Although Gerda’s indiscriminate enthusiasm irritated him, Beryl’s cool appraisal irritated him too. In fact, he thought, nearly everything irritates me…
Something wrong there. Overwork? Perhaps. No, that was the excuse. This growing impatience, this irritable tiredness, it had some deeper significance. He thought: ‘This won’t do. I can’t go on this way. What’s the matter with me? If I could get away…’
There it was again—the blind idea rushing up to meet the formulated idea of escape.
I want to go home…
Damn it all, 404 Harley Street was his home!
And Mrs Forrester was sitting in the waiting-room. A tiresome woman, a woman with too much money and too much spare time to think about her ailments.
Someone had once said to him: ‘You must get very tired of these rich patients always fancying themselves ill. It must be so satisfactory to get to the poor, who only come when there is something really the matter with them!’ He had grinned. Funny the things people believed about the Poor with a capital P. They should have seen old Mrs Pearstock, on five different clinics, up every week, taking away bottles of medicine, liniments for her back, linctus for her cough, aperients, digestive mixtures. ‘Fourteen years I’ve ’ad the brown medicine, Doctor, and it’s the only thing does me any good. That young doctor last week writes me down a white medicine. No good at all! It stands to reason, doesn’t it, Doctor? I mean, I’ve ’ad me brown medicine for fourteen years, and if I don’t ’ave me liquid paraffin and them brown pills…’

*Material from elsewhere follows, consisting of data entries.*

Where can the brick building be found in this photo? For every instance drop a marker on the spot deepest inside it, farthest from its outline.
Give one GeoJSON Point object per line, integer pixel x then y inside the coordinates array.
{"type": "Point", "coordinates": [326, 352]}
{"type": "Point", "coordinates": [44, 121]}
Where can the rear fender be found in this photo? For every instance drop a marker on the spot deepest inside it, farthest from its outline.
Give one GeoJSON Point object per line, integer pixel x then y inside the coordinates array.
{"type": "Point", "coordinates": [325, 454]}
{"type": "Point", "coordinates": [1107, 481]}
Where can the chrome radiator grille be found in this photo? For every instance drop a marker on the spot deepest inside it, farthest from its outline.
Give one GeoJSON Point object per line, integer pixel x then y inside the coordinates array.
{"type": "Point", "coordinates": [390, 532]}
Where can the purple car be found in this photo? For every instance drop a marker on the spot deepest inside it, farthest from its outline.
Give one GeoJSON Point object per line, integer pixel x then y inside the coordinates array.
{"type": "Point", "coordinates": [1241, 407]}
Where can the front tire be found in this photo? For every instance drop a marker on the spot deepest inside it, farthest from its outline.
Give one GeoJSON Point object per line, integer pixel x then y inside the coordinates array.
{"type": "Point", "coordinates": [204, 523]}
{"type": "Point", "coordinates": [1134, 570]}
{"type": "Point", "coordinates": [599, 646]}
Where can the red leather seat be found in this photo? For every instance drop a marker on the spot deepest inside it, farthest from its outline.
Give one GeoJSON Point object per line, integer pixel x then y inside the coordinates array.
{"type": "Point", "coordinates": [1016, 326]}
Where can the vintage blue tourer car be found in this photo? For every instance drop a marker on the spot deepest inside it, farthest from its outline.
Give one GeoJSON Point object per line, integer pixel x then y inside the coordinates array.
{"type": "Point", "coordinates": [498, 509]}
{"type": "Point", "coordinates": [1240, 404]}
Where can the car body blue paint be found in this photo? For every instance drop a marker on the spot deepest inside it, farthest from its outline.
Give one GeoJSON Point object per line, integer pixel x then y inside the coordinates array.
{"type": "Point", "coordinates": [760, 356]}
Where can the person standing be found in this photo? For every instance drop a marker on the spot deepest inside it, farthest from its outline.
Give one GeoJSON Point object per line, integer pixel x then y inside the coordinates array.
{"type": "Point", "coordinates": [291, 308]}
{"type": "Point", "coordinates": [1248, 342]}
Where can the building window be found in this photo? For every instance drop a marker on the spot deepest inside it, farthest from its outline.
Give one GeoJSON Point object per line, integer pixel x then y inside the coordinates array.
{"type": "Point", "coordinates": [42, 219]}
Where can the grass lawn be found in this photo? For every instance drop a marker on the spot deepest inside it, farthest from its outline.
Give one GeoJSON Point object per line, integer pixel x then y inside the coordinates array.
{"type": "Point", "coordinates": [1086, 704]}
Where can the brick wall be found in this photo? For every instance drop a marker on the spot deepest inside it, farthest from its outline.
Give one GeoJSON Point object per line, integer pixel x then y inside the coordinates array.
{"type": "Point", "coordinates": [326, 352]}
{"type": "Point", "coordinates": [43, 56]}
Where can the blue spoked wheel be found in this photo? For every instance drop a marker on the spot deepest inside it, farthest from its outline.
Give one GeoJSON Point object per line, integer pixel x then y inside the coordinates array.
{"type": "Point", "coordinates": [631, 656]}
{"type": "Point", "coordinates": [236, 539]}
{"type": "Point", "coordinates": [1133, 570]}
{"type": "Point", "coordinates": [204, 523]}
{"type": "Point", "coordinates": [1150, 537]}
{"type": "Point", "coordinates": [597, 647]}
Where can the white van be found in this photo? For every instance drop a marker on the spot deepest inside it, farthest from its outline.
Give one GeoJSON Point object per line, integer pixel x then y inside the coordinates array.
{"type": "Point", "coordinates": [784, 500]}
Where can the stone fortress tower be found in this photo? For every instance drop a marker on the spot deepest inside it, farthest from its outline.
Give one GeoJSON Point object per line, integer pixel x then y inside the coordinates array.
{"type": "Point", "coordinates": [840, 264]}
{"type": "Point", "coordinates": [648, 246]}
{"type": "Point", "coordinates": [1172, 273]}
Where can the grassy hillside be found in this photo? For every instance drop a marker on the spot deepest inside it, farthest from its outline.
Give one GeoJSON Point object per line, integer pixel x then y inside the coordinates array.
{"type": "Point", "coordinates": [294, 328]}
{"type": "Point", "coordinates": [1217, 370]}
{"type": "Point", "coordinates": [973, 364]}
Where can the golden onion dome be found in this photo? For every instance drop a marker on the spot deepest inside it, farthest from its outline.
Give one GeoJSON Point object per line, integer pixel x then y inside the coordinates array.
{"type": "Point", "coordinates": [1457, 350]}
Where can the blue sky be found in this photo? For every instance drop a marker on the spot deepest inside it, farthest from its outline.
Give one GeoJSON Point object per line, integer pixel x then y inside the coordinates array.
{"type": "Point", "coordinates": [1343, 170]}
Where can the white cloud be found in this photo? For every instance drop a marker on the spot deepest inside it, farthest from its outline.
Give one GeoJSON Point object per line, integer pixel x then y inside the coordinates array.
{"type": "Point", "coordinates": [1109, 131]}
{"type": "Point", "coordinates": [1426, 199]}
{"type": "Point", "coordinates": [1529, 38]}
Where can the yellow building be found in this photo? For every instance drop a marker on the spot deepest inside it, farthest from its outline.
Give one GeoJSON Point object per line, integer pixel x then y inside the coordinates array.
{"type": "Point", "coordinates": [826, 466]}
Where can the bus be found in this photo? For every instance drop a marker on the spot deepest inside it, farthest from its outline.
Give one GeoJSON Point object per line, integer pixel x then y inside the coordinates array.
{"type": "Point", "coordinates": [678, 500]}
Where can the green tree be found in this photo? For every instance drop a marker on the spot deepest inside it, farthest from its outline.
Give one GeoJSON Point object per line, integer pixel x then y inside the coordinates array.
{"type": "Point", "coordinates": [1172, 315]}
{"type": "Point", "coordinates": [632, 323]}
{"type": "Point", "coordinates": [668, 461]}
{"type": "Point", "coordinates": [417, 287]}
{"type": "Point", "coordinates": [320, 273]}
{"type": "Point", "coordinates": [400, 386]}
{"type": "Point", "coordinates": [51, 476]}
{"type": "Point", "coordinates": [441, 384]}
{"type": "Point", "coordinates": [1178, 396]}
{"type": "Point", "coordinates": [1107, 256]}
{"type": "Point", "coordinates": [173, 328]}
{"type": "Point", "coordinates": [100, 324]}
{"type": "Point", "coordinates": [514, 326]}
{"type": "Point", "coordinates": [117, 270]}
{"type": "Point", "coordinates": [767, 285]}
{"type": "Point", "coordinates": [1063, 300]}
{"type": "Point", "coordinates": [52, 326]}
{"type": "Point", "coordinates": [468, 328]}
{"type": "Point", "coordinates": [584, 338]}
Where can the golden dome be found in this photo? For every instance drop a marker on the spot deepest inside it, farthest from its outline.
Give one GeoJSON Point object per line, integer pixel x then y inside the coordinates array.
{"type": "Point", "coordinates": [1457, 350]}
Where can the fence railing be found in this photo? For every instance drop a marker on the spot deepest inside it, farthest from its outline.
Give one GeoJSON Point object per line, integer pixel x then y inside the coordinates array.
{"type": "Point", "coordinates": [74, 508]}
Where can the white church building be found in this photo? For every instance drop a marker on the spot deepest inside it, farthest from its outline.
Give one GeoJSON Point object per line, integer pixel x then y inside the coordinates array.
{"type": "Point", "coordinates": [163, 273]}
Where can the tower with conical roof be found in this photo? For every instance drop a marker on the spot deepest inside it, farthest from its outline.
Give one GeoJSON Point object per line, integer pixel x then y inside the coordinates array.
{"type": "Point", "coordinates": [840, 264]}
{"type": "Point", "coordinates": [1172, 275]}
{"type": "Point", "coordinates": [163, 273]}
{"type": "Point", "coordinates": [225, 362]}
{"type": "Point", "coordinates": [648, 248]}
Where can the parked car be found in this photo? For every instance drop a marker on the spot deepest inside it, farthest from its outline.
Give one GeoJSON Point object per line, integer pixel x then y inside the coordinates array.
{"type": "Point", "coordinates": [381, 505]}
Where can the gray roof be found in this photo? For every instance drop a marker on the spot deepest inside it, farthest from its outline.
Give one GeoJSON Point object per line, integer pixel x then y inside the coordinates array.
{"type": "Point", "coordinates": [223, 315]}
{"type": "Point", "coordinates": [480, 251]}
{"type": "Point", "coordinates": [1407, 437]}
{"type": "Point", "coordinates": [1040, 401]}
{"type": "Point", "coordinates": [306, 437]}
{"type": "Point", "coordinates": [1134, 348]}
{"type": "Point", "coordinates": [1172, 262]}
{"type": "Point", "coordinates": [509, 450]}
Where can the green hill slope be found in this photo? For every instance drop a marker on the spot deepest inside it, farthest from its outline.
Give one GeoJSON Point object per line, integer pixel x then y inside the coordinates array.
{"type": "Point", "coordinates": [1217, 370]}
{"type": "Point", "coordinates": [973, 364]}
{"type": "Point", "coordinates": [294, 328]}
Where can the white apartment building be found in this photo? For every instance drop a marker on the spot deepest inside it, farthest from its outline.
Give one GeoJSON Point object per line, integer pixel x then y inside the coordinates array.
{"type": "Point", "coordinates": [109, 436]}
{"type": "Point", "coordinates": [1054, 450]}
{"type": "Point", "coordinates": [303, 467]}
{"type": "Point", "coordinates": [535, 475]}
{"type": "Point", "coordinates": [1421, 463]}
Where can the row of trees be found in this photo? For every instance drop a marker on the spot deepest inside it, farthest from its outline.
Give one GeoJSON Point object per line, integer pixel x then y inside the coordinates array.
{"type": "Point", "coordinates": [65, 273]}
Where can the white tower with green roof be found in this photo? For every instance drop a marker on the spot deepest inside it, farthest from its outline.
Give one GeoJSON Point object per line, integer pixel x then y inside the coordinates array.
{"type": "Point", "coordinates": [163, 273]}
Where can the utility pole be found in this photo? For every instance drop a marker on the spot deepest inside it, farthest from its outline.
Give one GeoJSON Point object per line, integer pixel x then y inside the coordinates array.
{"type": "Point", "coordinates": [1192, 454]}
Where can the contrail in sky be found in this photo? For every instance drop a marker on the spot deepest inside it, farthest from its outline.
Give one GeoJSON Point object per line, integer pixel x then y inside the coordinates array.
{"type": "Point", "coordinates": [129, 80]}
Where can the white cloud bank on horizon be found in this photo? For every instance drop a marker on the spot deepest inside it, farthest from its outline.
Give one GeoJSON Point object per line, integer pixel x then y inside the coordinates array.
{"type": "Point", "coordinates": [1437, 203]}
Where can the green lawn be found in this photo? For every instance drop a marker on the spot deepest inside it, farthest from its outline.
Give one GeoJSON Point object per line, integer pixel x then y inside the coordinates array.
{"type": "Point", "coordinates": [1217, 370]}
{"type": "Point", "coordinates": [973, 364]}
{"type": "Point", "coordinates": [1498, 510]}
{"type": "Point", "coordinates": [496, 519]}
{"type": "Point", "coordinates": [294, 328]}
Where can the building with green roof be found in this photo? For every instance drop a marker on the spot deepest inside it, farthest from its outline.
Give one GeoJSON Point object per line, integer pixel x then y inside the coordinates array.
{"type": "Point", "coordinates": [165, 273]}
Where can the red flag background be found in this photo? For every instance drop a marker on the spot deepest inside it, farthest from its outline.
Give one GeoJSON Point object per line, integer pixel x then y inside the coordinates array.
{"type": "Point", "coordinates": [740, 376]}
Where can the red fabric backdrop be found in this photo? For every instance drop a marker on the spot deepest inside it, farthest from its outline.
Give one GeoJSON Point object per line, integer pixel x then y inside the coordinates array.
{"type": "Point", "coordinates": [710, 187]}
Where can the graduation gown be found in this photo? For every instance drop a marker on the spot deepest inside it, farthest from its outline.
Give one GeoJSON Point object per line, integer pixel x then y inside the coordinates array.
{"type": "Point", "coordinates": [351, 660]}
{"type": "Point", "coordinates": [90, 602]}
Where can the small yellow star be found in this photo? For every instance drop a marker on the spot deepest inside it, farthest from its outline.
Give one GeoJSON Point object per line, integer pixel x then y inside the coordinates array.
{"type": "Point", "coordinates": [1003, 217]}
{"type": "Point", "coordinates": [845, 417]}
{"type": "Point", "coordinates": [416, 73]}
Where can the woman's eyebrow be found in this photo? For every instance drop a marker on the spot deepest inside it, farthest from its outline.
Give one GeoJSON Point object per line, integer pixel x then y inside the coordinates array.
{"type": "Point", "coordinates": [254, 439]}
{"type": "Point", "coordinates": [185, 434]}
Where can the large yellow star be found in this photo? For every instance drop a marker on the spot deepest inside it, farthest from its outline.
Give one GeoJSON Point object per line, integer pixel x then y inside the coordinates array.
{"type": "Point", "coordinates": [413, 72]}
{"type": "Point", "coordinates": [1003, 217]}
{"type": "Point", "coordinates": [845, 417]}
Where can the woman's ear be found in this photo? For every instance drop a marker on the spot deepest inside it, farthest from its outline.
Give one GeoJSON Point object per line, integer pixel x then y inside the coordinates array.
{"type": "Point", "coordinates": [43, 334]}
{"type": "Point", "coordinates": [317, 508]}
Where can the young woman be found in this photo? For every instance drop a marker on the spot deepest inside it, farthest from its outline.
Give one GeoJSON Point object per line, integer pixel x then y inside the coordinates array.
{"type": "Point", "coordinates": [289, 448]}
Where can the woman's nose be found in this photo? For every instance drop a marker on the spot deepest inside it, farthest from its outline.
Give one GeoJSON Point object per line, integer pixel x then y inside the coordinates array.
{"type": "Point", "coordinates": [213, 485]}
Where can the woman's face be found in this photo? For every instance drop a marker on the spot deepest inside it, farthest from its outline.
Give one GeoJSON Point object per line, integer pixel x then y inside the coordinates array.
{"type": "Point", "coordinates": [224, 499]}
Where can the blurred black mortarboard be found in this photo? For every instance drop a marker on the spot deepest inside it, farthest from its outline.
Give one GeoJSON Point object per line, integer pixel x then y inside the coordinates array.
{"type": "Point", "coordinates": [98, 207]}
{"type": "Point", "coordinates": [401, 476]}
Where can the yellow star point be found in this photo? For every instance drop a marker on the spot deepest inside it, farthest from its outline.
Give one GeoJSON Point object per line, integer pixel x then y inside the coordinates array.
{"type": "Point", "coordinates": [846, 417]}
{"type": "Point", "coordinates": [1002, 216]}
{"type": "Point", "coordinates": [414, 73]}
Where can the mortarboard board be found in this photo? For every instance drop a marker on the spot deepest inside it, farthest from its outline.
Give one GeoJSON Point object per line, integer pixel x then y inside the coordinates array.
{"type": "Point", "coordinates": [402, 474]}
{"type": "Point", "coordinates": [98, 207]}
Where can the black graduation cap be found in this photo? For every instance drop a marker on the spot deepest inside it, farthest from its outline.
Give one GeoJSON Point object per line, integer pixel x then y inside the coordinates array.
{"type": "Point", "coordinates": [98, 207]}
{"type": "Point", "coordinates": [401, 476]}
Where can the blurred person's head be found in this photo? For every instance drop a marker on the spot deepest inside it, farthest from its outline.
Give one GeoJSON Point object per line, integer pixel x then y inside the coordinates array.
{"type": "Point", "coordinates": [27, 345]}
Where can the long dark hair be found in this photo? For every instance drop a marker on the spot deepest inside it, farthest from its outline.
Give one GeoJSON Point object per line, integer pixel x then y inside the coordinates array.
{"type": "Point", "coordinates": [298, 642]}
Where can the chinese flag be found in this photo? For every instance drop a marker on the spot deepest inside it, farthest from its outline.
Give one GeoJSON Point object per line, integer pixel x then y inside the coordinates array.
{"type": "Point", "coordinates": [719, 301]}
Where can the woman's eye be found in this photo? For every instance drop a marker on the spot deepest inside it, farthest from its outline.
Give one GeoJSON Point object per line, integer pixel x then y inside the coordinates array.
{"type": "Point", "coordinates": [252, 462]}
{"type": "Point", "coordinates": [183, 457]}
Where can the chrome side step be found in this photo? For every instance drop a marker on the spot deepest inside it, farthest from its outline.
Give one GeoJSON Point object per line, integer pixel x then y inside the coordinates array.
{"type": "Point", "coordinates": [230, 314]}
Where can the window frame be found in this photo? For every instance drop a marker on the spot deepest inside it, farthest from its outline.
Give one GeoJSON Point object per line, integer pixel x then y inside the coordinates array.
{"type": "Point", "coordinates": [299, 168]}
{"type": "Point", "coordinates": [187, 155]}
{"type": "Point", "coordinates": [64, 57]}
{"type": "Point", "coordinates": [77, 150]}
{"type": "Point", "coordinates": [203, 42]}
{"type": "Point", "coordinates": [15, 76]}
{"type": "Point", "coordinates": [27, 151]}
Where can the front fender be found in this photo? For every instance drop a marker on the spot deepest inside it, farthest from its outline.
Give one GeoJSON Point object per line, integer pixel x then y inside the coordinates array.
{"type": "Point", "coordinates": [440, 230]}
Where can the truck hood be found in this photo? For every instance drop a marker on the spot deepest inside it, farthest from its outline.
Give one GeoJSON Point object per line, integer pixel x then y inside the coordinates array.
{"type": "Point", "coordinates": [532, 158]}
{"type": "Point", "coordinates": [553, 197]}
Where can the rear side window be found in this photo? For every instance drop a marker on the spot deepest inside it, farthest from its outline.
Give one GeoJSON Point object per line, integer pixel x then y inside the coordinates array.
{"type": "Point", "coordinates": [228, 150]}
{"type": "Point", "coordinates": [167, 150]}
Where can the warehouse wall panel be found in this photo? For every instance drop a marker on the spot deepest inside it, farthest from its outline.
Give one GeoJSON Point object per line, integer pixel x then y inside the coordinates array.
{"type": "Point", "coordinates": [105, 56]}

He could hear the whining voice now—excellent physique, sound as a bell—even all the physic she took couldn’t really do her any harm!
They were the same, sisters under the skin, Mrs Pearstock from Tottenham and Mrs Forrester of Park Lane Court. You listened and you wrote scratches with your pen on a piece of stiff expensive notepaper, or on a hospital card as the case might be…
God, he was tired of the whole business…
Blue sea, the faint sweet smell of mimosa, hot dust…
Fifteen years ago. All that was over and done with—yes, done with, thank heaven. He’d had the courage to break off the whole business.
Courage? said a little imp somewhere. Is that what you call it?
Well, he’d done the sensible thing, hadn’t he? It had been a wrench. Damn it all, it had hurt like hell! But he’d gone through with it, cut loose, come home, and married Gerda.